16 drwx------ 50 ap users 16384 2009-10-29 09:07 ..
 4 -rw-------  1 ap users     4 2009-10-29 09:04 cow
$ chmod 000 .
$ echo meow >cow
bash: cow: Permission denied
$ cd ..
$ chmod 700 test
$ cd -
/home/cat/test
$ chmod 600 .
$ echo meow >cow
bash: cow: Permission denied
$ # this, to me, indicates that the failure is due to not being able to search
$ # the directory rather than because the file is unwriteable
$ cd ..
$ chmod 700 test
$ cd -
/home/cat/test
$ exec 4>cow
$ ll /proc/self/fd
total 0
0 dr-x------ 2 ap users  0 2009-10-29 09:12 .
0 dr-xr-xr-x 7 ap users  0 2009-10-29 09:12 ..
0 lrwx------ 1 ap users 64 2009-10-29 09:12 0 -> /dev/pts/69
0 l-wx------ 1 ap users 64 2009-10-29 09:12 1 -> pipe:[12575795]
0 lrwx------ 1 ap users 64 2009-10-29 09:12 2 -> /dev/pts/69
0 lr-x------ 1 ap users 64 2009-10-29 09:12 3 -> /home/cat/test/cow
0 l-wx------ 1 ap users 64 2009-10-29 09:12 4 -> /home/cat/test/cow
0 lr-x------ 1 ap users 64 2009-10-29 09:12 5 -> /proc/7825/fd
$ # so fd3 is read-only and fd4 is write-only
$ ll
total 20
 4 drwx------  2 ap users  4096 2009-10-29 08:51 .
16 drwx------ 50 ap users 16384 2009-10-29 09:07 ..
 0 -rw-------  1 ap users     0 2009-10-29 09:12 cow

$ # file wiped to length zero as I did not do an append redirection
$ echo moo >&3
bash: echo: write error: Bad file descriptor
$ echo moo >&4
$ cat cow
moo
$ chmod 400 cow
$ echo meow >&4
$ cat cow
moo
meow
$ echo woof >cow
bash: cow: Permission denied
$ echo bark >/proc/self/fd/3
bash: /proc/self/fd/3: Permission denied        
$ echo bark >/proc/self/fd/4
bash: /proc/self/fd/4: Permission denied        
$ chmod 600 cow
$ echo bark >/proc/self/fd/3
$ cat cow
bark                                            
$ echo quack >/proc/self/fd/4
69 [29/10 09:16:47] ap@acmelabs:/home/ap/test>> cat cow
quack                                           

> From this I conclude that it's not the file you upgrade from ro to rw but
rather the file descriptor. There is a missing check in /proc that tests
the file descriptor to see if it's ro, wo (or possible rw) and, instead,
it only checks the inode info on the file. Since the fd is the intervening
resources, a check should be done to see what it allows. The check for the
inode permissions are more questionable. As can be seen above, using a fd
directly ignores file permissions and only uses fd "permissions". Accessing
via /proc is like accessing via fd so there is an argument to be had for
keeping semantics the same (then again, there's an argument to be had
for listening to file system permissions since that's also the context it's
in).

The directory permissions are irrelevant in the case of access via fd
without the use of /proc. The directory permissions only control 3 things:

1. wether you can list the dir
2. wether you can modify the dir (add, remove, etc files)
3. wether you can find stuff in the dir

Once a fd is open the file is found and so the dir permissions are irrelevant
and they correctly does not impact access by either the fd or via /proc.

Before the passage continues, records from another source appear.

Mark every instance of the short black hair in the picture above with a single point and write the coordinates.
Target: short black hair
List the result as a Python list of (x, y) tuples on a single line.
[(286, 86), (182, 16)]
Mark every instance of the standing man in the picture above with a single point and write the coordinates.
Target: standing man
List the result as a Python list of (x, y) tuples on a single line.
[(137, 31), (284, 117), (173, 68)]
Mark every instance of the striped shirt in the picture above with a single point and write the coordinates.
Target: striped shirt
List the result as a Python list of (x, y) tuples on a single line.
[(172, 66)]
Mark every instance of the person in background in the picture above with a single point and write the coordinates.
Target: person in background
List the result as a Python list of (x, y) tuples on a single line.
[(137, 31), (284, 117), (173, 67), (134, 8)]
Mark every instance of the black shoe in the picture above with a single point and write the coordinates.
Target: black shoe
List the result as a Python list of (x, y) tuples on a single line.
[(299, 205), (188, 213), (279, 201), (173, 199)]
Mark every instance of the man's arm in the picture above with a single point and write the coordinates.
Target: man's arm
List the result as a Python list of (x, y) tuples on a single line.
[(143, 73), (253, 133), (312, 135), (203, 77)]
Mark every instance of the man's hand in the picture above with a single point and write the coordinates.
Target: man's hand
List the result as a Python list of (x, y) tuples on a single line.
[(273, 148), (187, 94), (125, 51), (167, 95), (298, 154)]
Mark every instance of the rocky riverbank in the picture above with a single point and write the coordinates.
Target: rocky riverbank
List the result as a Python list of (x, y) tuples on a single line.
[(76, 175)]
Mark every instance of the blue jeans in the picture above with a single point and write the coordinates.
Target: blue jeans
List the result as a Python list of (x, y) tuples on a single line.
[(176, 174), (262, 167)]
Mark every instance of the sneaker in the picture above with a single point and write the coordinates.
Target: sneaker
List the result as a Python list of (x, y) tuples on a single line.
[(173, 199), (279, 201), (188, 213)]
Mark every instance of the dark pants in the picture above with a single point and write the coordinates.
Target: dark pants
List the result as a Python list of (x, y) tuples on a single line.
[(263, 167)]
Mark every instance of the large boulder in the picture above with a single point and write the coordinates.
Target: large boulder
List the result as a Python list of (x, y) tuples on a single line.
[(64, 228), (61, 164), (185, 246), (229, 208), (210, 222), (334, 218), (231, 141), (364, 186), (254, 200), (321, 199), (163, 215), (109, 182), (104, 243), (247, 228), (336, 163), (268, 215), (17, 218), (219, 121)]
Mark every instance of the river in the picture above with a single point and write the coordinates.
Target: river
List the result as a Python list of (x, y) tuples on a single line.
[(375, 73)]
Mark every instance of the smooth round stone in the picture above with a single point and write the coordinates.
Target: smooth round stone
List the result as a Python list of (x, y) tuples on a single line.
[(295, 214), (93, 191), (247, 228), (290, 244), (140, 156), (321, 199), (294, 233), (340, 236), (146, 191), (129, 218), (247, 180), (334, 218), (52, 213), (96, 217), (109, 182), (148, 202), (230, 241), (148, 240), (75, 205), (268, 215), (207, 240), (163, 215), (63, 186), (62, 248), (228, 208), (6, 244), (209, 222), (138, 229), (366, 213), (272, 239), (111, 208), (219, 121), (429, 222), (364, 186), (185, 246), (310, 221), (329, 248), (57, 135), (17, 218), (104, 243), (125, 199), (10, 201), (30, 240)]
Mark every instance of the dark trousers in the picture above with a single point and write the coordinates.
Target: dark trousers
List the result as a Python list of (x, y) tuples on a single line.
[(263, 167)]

In short those "symlinks" are special and are probably used so that they
can provide a backwards compatible way of a. using the fd via /proc and b.
showing where it links to. Standard utils and all. I can't really see 
another way of providing the same functionality without a new file type
(but I may be wrong as I'm not that experienced).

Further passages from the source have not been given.